Hospital admissions associated with return visits to the emergency department (ED) may not adequately capture deficits in the quality of care delivered during an ED visit, according to a study in JAMA.

All-cause hospital readmissions are considered to capture deficits in transitions of care from the hospital setting and are now a reportable measure of hospital quality tied to financial penalties for poor-performing hospitals. Similar to the rationale for monitoring performance using hospital readmissions, unscheduled return visits after ED discharge may also reflect inadequate ED discharge practices or follow-up procedures. Short-term unscheduled return visits to the ED are increasingly monitored as an administrative performance measure and have been considered for wider adoption as a measure of the quality of emergency care, particularly if the patient requires hospitalization during the return ED visit. However, the ramifications of using return visits to the ED as a measure of quality are uncertain.

Amber K. Sabbatini, M.D., M.P.H., of the University of Washington, Seattle, and colleagues examined in-hospital clinical outcomes and resource use among patients who had a return visit to the ED and subsequent hospital admission compared with patients who were hospitalized and did not experience a return visit to the ED. The authors analyzed adult ED visits to acute care hospitals in Florida and New York in 2013 using data from the Healthcare Cost and Utilization Project. Patients with index ED visits were identified and followed up for return visits to the ED within 7, 14, and 30 days.

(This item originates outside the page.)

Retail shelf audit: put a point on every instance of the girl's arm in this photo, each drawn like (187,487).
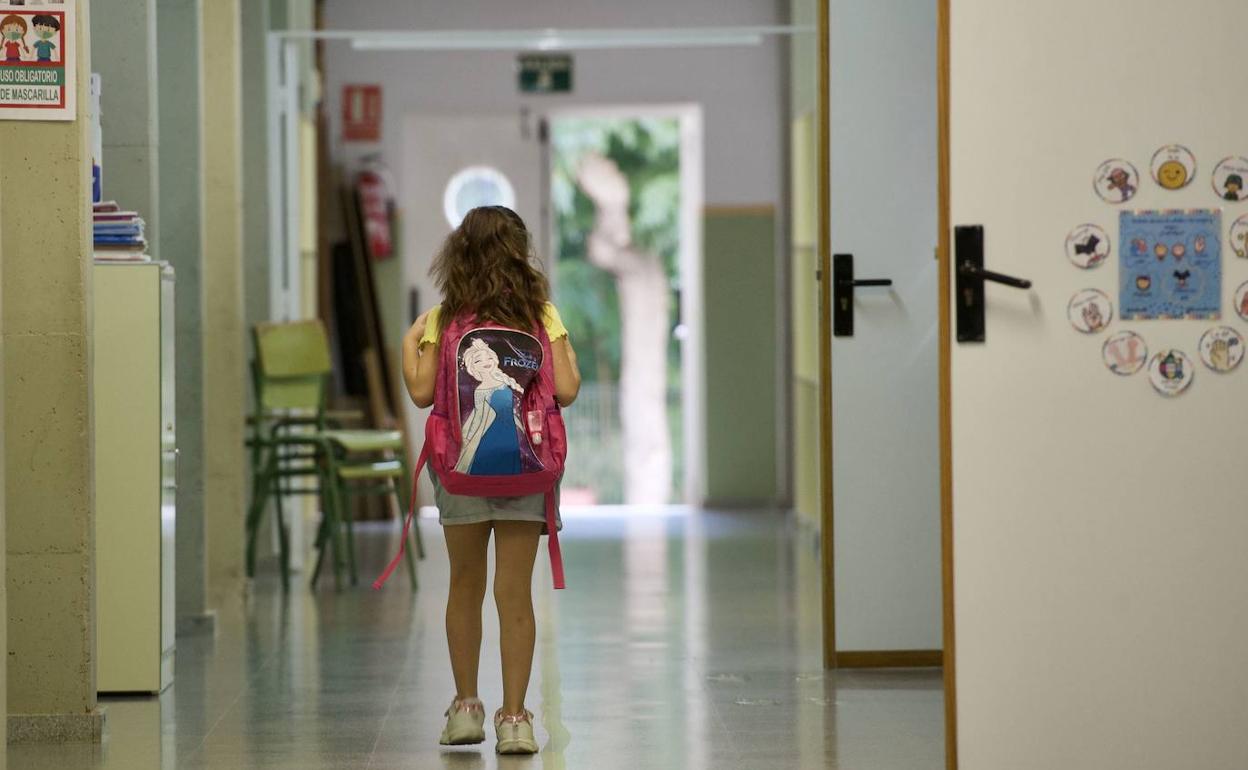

The study included 9,036,483 index ED visits to 424 hospitals. The authors found that patients who experienced an ED return visit that resulted in admission shortly after an earlier ED discharge had significantly lower rates of in-hospital mortality, intensive care unit (ICU) admission, and costs, but somewhat longer lengths of hospital stay compared with admissions among patients without a return visit to the ED. In contrast, patients who returned to the ED after hospital discharge and were readmitted had higher mortality and ICU admission rates during the repeat hospitalization along with longer lengths of stay and higher costs. Results were consistent for patients returning to the ED within 7, 14, or 30 days of their initial ED visit.

"These findings suggest that ED return admissions may not adequately capture deficits in the quality of care delivered during an ED visit based on information from administrative data sets," the authors write.

"How rates of return visits to the ED are interpreted - as reflecting medical error or as a failure of an appropriate trial of outpatient management - has important policy implications for a value-driven health care system. Recent changes in health care financing, such as payer scrutiny over short-stay hospitalizations, physician profiling with pay-for-performance incentives or penalties, and expansion of risk-sharing agreements have placed increased pressure on hospitals and physicians to reduce unnecessary admissions."

Editorial: Ensuring the Quality of Quality Metrics for Emergency Care

These findings provide a definitive argument that the overall ED revisit rate should not be used as a quality metric, writes James G. Adams, M.D., of Northwestern University and Northwestern Memorial HealthCare, Chicago, in an accompanying editorial. "Although potentially sensitive, this measure is recognized as too nonspecific. To identify misdiagnoses and inadequate treatment, a more precise approach is warranted."

"The journey toward better, meaningful quality measures continues with the realization that there is no easily accessible measure for overall ED diagnostic and therapeutic quality. The fact that this key question is answered serves as a good reminder that much detailed, difficult, and diligent work lies ahead."